M. l'abbé Petrošius, directeur de la Mission catholique lituanienne en France, a bien voulu nous apporter quelques précisions sur l'état actuel de l'Eglise de son pays.

 - Voilà plus de treize ans que j'ai quitté, mon village, ma famille. Les nouvelles que nous recevons ici sont rares, tout de même nous savons que, depuis la mort de Staline, deux évêques ont été consacrés, venant relever l'unique qui restait vivant ; par ailleurs des prêtres sont rentrés de Sibérie, mais sans avoir toujours le droit d'exercer leur ministère. Ce que nous savons c'est que, malgré tout l'endoctrinement, la propagande, les Soviétiques ne sont jamais parvenus à trouver chez nous des prêtres «progressistes» à leur dévotion.

 - Quelle est l'attitude de la jeunesse ?

 - Elle est officiellement élevée sans Dieu. Les prêtres qui exercent ont tout juste le droit de célébrer la messe et non point d'enseigner le catéchisme. C'est peut-être chez nous moins dramatique qu'ailleurs. En effet,dans notre pays, surtout agricole, aux fermes dispersées dans les bois, aux communications difficiles, durant le long hiver, la formation religieuse a, de tout temps, été surtout l'œuvre de la famille. La nouvelle organisation en exploitations kolkhoziennes permettra-t-elle longtemps à cette tradition de subsister? En tout cas, les trahisons sont rares, la solidarité totale. Tout le monde espère en une libération future et n'a qu'une préoccupation : survivre.

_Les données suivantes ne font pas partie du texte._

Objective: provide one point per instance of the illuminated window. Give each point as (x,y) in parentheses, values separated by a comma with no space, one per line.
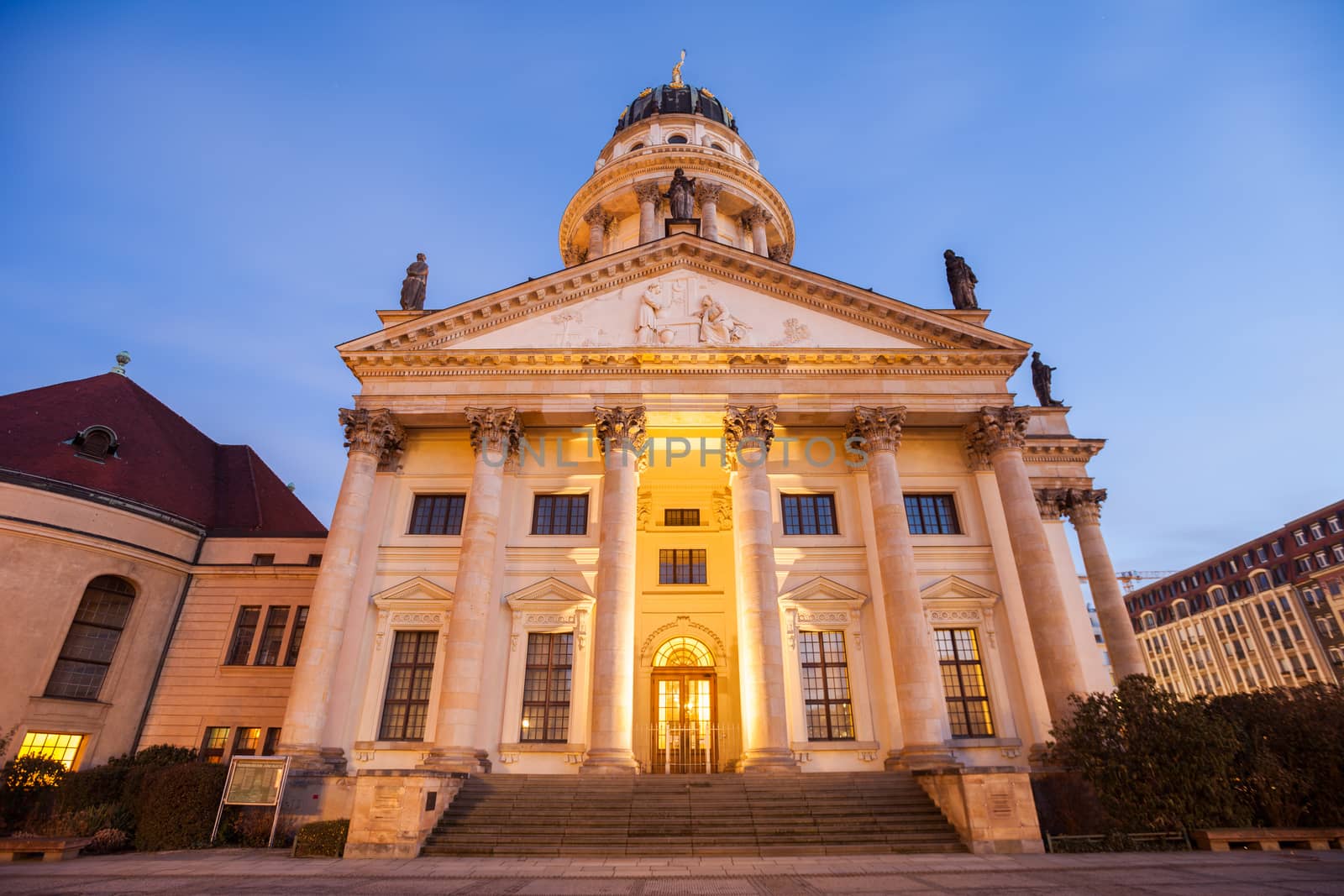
(64,748)
(682,566)
(964,683)
(213,745)
(826,685)
(246,741)
(437,515)
(92,640)
(810,513)
(409,680)
(932,515)
(296,636)
(683,652)
(244,631)
(272,637)
(546,687)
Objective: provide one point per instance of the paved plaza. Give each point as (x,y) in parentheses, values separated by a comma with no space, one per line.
(233,871)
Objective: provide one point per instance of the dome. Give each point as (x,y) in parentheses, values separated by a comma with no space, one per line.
(675,98)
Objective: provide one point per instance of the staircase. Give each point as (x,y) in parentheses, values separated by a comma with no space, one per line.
(691,815)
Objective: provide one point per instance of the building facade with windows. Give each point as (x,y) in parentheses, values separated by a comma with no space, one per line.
(1265,614)
(683,506)
(123,526)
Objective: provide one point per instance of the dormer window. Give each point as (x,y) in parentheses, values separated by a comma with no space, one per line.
(96,443)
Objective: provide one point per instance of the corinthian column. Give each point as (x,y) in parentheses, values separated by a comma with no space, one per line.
(495,436)
(597,221)
(373,437)
(920,698)
(649,196)
(998,438)
(748,432)
(757,217)
(707,192)
(1084,510)
(622,438)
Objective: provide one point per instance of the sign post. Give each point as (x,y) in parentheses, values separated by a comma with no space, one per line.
(255,781)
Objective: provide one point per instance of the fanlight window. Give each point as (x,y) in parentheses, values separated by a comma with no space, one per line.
(683,652)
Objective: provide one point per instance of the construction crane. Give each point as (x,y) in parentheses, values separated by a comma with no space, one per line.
(1128,578)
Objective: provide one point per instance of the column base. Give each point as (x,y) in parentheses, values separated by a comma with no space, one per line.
(609,762)
(770,761)
(311,758)
(921,758)
(467,761)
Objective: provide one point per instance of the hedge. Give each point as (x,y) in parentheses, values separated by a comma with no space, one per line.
(323,839)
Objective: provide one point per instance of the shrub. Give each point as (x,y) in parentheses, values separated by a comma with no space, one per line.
(323,839)
(175,806)
(109,840)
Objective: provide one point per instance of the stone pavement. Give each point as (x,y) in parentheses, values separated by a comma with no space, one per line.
(233,871)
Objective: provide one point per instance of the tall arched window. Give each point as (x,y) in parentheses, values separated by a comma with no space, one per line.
(93,638)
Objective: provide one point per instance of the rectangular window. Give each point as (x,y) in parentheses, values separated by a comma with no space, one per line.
(682,566)
(826,685)
(559,515)
(546,687)
(64,748)
(296,636)
(932,515)
(964,683)
(272,637)
(437,515)
(810,513)
(409,679)
(213,745)
(246,741)
(682,516)
(241,647)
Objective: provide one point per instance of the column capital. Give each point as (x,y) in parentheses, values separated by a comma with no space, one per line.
(647,192)
(1052,503)
(494,429)
(622,427)
(879,427)
(373,432)
(750,423)
(1084,506)
(757,215)
(707,191)
(998,429)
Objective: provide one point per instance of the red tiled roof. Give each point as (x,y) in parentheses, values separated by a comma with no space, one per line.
(161,459)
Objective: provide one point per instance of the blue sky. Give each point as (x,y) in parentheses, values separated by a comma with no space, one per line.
(1151,192)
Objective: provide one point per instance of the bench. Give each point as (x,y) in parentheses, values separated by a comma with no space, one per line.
(1221,840)
(49,849)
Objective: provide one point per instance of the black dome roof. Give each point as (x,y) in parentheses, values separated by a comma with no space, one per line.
(685,100)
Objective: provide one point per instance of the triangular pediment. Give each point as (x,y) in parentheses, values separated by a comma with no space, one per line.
(682,295)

 - Quelle est cette mission lituanienne en France dont vous êtes le directeur ?

 - Pour échapper aux Soviétiques, comme je l'ai fait moi-même, des millions de Lituaniens se sont exilés en 1956. Combien ? Nous ne le saurons jamais exactement. Beaucoup transitèrent dans des camps de D.P. (personnes déplacées) avant d'émigrer à tout jamais vers le Nouveau Monde. Mais les Lituaniens actuellement en France y sont venus de bien des façons. Il y eut une première émigration strictement économique en 1925 vers les bassins miniers de l'Est et dans la vallée du Rhône. D'autres furent déportés en France par les Allemands comme travailleurs sur le «mur de l'Atlantique», durant les années 1942-1943. Au débarquement allié, un certain nombre d'entre eux entrèrent dans les maquis français, ils changèrent souvent de nom, se marièrent parfois et s'intégrèrent ainsi à votre pays. Enfin, parmi les engagés de force dans la Wehrmacht, il y eut de nombreux déserteurs qui, devenus apatrides, trouvèrent refuge dans votre Légion étrangère.

 - Et qu’est devenu votre propre famille ?

 - Mes vieux parents sont vivants, ils travaillent en kolkhoze ; mes oncles, déportés dix longues années, sont rentrés dans leur pays, laissant beaucoup de compatriotes en Sibérie, plus ou moins installés dans la déportation. Ceux qui, déportés en famille et qui n'en sont plus au régime des travaux forcés, ne peuvent guère espérer mieux en revenant au pays : c'est partout la même Russie, le même régime.»

 Propos recueillis par M. RENAL

 

Voir également :
> Le programme de la commémoration
> Les orateurs de la commémoration
> Le communiqué de presse de la Mission catholique lituanienne
> Lituanie : la plus jeune nation catholique d’Europe (journal La Croix, 16 mars 1958)
> Saint Casimir, le « cavalier blanc » de Lituanie (journal La Croix, 16 mars 1958)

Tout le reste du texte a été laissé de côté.